A zero-indexed array A consisting of N different integers is given. The array contains all integers in the range [0, N - 1].
Sets S[K] for 0 <= K < N are defined as follows:
S[K] = { A[K], A[A[K]], A[A[A[K]]], ... }.
Sets S[K] are finite for each K and should NOT contain duplicates.

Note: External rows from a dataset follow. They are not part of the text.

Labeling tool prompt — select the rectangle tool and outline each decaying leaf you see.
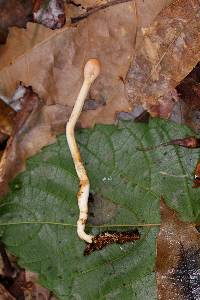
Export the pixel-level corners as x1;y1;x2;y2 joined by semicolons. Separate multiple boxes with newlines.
0;0;65;44
156;200;200;300
125;0;200;117
0;284;15;300
175;63;200;132
0;0;33;44
0;87;68;195
0;119;200;300
0;0;170;126
84;230;140;256
0;100;15;139
33;0;65;29
193;161;200;188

Write a function that given an array A consisting of N integers, return the size of the largest set S[K] for this array.
Example 1:
Input: A = [5,4,0,3,1,6,2] Output: 4 Explanation: A[0] = 5, A[1] = 4, A[2] = 0, A[3] = 3, A[4] = 1, A[5] = 6, A[6] = 2.
One of the longest S[K]: S[0] = {A[0], A[5], A[6], A[2]} = {5, 6, 2, 0}
Note:
- N is an integer within the range [1, 20,000].
- The elements of A are all distinct.
- Each element of array A is an integer within the range [0, N-1].
思路:
感觉类似于求集合的概念。根据给出的例子,可以发现,5 6 2 0这四个数字无论是从0开始还是从2开始,始终是这四个数字为一个集合,于是就可以用一个标记用来表示
是否已经遍历过该数字,比如从0开始,依次找到A[0], A[5], A[6], A[2],将他们依次做标记,就可以避免重复遍历。
int arrayNesting(vector<int>& nums) { int n = nums.size(); vector<int>flags(n,false); int res =0; int num =0; for(int i =0;i<n;i++) { if(flags[i] == true)continue; num = 0; for(int j = i;flags[j]==false;) { num++; flags[j] = true; j = nums[j]; } res = max(res,num); } return res; }